By Peter Oliver
Republicans have been all grins and giggles for the last month after what has been variously described as a "landslide," "overwhelming victory" and "decisive thrashing" in the midterm elections. They are especially pleased about wresting control of the Senate from the Democrats, and have been declaring that victory as a mandate for the enactment of conservative policies.
Fine and dandy, and Republicans have certainly been empowered to move the federal government toward the right. But let's do a little Harwood math to determine just how successful the Republican electoral success really was. Follow along, students:
The national turnout was just over 36 percent, the lowest since 1942, when many eligible voters were off fighting a war. (In 2010, the last midterm election, the turnout was reportedly about 42 percent.) As far as the Senate goes, just 33 seats were in play, representing the roughly one-third of the 100 seats up for grabs every two years.
In most of the Senate races, the vote was relatively close; if you won with 55 percent of the vote, you did pretty darned well. So 55 percent of 36 percent is about 20 percent. And that is 20 percent of those voting in one-third of the states, amounting to less than 7 percent of the national vote. So, less than 7 percent of the national vote determined the shift to a Republican majority in the Senate.
Call it a mandate if you want, but if 93 percent of all eligible voters in the U.S. did not electorally endorse the changing of the Senate guard, the Republican hegemony hardly seems an unequivocal certainty. In fact, the winner (if it can be called that) of the 2014 election was apathy.
Some in the 64 percent of the voting public that did not go to the polls last month might have had legitimate reasons – illness, work obligations, bad weather, out of the country, lack of transportation, etc. But it should be noted that more than 58 percent of eligible voters made an effort to cast ballots in 2012. Presidential elections always produce higher turnouts than midterms do, but the implication is that at least 22 percent of those who could have voted on November 4 didn't.
It is not incidental, by the way, that Republicans tend to fare better than Democrats when turnouts are small and Republican candidates at times have declared publically a hope for a low turnout. Voter ID laws have been depicted, disingenuously, by many conservatives as a means of ensuring electoral integrity. I'd like to take them on their word, but they also know (while denying it vehemently) that voter ID laws are part of a strategy to keep voters away from the polls and improve their chances.

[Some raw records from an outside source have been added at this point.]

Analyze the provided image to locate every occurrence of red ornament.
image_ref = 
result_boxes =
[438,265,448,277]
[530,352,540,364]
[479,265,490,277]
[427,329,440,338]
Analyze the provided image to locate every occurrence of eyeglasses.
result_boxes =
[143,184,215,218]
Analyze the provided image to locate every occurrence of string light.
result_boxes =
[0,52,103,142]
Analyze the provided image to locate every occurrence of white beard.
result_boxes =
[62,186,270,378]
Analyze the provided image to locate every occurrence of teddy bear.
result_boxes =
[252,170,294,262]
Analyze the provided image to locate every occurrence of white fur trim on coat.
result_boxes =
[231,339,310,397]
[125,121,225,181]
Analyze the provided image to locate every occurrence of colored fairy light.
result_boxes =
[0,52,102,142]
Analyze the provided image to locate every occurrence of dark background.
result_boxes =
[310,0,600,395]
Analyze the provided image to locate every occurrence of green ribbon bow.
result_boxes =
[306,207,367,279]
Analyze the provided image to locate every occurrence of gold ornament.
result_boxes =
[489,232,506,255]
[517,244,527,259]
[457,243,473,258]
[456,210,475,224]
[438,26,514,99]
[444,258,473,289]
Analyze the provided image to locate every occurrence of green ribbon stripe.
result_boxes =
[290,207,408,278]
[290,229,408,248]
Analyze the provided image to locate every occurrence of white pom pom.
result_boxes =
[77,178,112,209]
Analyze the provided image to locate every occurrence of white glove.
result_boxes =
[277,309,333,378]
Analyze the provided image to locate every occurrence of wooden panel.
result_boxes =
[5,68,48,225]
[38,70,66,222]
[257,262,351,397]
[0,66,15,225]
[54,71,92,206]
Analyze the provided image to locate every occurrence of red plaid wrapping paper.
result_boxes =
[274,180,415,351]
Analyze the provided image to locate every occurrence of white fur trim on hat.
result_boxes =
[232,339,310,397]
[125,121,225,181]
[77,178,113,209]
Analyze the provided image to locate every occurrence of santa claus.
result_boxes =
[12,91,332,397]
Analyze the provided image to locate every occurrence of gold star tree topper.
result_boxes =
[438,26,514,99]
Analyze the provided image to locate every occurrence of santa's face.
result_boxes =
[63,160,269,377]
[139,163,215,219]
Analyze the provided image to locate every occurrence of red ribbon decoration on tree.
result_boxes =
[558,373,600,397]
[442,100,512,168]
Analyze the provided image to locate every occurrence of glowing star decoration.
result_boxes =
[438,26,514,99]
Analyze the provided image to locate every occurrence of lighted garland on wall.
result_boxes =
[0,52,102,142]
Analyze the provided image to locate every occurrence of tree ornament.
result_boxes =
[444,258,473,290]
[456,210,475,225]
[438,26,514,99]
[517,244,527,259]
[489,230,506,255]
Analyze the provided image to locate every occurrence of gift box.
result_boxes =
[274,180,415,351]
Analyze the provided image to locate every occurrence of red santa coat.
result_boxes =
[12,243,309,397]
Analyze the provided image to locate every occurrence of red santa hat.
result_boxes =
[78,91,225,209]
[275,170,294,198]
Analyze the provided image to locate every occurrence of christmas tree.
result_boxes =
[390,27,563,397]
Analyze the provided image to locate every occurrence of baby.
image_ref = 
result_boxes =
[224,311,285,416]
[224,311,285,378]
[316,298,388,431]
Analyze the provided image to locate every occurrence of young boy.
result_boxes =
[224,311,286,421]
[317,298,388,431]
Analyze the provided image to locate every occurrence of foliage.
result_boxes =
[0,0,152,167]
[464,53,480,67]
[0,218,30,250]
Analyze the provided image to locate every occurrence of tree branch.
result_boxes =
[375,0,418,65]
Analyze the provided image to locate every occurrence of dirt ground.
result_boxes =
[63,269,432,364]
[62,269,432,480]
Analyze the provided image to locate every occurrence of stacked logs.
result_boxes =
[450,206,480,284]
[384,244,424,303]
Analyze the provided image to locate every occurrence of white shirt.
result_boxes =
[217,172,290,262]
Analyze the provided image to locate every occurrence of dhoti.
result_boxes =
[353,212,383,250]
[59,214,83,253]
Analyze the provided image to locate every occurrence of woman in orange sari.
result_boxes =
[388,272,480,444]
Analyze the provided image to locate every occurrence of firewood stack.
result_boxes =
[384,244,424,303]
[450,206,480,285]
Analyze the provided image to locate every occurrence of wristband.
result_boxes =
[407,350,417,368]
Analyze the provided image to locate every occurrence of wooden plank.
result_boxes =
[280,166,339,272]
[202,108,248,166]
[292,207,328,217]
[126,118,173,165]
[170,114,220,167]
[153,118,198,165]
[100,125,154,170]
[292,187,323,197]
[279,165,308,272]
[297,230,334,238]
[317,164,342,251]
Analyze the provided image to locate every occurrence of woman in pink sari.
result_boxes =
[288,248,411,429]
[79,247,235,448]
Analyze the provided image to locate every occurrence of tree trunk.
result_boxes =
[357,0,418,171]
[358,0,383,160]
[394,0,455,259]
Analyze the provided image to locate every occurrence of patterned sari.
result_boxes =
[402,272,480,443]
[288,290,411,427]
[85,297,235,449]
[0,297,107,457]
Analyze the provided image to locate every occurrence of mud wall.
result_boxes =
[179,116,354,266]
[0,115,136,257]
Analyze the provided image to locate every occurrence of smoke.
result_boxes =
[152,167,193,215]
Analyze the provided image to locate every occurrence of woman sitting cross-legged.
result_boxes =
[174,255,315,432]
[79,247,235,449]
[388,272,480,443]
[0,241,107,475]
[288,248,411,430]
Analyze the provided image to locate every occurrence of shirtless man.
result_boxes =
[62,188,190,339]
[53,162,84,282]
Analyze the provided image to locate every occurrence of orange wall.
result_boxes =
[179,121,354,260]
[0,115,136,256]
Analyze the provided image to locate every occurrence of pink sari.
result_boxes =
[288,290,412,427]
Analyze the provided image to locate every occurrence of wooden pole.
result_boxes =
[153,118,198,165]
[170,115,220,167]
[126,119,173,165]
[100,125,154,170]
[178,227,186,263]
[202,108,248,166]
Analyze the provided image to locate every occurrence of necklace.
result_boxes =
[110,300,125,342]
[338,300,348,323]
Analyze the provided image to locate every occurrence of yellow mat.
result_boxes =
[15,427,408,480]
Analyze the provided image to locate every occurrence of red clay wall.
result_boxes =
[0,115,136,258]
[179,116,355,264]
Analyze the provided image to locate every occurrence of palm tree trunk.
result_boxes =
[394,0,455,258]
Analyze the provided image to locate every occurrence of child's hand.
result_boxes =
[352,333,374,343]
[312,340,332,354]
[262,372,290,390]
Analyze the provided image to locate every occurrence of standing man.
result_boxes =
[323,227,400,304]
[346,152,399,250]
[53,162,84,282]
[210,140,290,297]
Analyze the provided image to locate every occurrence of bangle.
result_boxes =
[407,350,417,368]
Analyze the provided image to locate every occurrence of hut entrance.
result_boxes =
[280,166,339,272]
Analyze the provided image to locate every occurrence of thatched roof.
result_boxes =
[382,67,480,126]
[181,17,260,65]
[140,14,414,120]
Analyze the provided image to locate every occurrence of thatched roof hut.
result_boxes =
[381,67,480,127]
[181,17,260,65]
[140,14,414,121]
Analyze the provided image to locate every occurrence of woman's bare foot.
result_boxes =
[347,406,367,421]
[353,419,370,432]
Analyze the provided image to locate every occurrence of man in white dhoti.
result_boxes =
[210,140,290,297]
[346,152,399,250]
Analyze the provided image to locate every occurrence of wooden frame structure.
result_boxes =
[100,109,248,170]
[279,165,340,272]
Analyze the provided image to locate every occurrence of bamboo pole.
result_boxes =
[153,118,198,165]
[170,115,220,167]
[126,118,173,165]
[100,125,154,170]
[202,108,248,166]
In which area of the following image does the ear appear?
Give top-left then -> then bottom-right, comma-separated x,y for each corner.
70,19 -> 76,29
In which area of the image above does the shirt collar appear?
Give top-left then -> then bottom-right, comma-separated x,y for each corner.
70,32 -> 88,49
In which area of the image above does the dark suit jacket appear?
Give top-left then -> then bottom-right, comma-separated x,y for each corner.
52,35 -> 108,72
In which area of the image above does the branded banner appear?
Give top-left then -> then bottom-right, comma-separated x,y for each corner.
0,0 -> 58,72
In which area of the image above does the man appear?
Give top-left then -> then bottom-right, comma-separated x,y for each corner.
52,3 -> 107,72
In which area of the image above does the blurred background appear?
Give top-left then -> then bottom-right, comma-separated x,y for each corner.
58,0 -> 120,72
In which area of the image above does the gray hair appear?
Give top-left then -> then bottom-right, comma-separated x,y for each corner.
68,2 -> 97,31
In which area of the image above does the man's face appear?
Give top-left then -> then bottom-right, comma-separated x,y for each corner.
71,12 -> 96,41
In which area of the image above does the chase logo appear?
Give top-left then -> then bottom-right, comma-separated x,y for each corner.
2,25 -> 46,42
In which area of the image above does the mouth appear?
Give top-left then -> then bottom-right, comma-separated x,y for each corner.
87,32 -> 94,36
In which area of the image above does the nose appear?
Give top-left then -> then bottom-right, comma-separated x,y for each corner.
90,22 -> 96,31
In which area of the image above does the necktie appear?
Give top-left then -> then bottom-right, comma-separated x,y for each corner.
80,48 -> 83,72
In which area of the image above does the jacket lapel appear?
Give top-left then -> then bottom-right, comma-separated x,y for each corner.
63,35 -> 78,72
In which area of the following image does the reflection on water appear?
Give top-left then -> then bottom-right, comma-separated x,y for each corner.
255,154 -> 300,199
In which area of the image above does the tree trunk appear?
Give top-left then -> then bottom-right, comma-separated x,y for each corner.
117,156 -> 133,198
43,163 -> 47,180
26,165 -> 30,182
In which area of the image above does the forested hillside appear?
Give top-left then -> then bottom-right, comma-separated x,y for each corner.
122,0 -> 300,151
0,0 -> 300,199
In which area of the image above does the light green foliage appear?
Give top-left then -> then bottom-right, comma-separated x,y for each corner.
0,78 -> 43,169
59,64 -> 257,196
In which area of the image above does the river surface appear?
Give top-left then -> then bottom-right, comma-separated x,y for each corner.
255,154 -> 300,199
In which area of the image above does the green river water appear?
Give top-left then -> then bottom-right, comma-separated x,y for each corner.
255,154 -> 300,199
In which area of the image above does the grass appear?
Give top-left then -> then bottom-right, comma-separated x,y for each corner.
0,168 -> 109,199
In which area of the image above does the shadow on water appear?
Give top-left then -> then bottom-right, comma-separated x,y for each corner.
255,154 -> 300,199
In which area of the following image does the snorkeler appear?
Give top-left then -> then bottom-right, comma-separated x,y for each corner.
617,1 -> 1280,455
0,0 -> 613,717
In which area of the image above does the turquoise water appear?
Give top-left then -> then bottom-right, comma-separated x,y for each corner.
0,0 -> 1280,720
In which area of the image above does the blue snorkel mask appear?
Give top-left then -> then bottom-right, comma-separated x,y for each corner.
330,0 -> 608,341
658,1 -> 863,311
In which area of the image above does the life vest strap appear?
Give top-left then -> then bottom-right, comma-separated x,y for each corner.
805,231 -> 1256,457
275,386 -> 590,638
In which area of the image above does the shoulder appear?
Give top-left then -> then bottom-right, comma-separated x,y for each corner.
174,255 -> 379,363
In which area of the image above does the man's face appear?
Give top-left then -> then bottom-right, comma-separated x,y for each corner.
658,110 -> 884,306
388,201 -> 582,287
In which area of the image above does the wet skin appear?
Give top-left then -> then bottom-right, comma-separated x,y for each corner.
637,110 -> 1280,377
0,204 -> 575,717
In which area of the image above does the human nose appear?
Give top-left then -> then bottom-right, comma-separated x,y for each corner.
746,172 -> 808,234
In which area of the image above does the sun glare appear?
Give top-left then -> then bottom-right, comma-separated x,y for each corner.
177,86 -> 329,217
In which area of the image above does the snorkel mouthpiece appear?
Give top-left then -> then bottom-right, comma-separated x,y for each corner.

Vermont Speaker of the House Shap Smith recently suggested that voting be a mandatory requirement of citizenship. Several democracies of the world do in fact make voting compulsory; in Australia, for example, you can be fined for failing to go to the polls. Yet it is unlikely that a move toward mandatory voting would ever get far in the U.S., and if it did, it would probably fail to pass Constitutional muster.
So Republicans need to tread carefully. Despite the 2014 election results, the vast majority of Americans have not given the newly Republican Senate an unambiguous stamp of approval. The election wasn't about a Republican landslide; it was mainly, and sadly, about the huge number of American voters who simply didn't bother or care.